When we get to the area, one of the main things we're looking for is an ancestral temple that often holds a "family book", a book in which the family tree is recorded and a lot of biographies of the main people in the family tree.
A Chinese family tree Chinese family tree can be found in "family books"
We also look for graves and houses that were built with money made overseas. Often the main reason people left China was to earn money to send back to build a house that they one day planned to use. Reality showed that most people stayed in the place where they moved to, but that was the mindset with which people left.

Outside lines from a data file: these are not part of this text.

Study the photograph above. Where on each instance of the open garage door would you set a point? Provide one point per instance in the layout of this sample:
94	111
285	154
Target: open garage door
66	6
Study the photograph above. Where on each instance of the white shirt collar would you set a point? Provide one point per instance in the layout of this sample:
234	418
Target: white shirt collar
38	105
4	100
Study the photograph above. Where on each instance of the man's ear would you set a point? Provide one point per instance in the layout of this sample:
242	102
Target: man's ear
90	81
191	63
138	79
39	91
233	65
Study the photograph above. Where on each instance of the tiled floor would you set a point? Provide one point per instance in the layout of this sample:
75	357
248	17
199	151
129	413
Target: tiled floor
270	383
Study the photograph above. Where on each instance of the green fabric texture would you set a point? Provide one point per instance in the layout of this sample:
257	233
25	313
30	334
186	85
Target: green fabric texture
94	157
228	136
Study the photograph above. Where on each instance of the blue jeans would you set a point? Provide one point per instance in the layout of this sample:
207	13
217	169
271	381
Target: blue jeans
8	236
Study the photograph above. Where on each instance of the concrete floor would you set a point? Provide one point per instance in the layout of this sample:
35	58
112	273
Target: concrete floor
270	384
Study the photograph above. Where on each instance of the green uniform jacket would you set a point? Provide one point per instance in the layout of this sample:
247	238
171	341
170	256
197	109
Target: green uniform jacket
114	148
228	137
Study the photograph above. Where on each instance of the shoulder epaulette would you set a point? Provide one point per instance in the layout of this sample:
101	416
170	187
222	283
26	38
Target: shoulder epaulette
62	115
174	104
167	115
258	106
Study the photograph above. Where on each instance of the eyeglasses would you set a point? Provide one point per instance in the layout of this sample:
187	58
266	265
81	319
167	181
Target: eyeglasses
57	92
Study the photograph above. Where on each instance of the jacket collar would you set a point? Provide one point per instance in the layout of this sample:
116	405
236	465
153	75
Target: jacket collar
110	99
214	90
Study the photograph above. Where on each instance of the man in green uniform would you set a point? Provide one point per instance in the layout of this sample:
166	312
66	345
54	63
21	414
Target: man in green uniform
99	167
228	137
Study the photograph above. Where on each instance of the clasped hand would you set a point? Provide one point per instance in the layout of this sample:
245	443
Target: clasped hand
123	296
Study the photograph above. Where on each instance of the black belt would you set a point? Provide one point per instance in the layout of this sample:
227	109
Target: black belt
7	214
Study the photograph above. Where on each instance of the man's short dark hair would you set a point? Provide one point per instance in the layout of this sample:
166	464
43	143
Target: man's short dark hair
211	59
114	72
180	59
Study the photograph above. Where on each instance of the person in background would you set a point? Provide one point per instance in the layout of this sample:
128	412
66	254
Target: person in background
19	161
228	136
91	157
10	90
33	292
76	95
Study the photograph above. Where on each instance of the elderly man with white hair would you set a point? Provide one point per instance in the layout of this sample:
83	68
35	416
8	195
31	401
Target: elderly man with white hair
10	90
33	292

I also spend time writing reports. For example, after my trip to Guangdong for a client, I have to write a report. That takes time because it's not just a report in bullet points, but I'm mixing my findings and putting in a general historical context.
These interim reports sometimes help to give clients' families a little push to help them to remember things. In this case, we're hoping the mother of my client, who is more than 80 years old, will start to remember details. Also, we need to document the information we find and make sure it's not lost, since that's why we're doing this research in the first place.
It's very difficult to say when I actually finish my work day because even when I finish dinner, I usually sit with my laptop and keep working on things. That's the danger when you work for yourself.
The best thing about my job is that every project is its own little jewel. With every project, you find things you weren't expecting to find and the client wasn't expecting to find. Really, every person has their own little quirks and personal stories.
To a large extent, it's also a process that takes place within the client. They discover their roots and their Chinese connections are a lot closer to them than they had previously thought. It's that mix between emotional, psychological, cultural and historical elements that really make me love my job.
Huihan Lie was talking to the BBC's Celia Hatton in Beijing.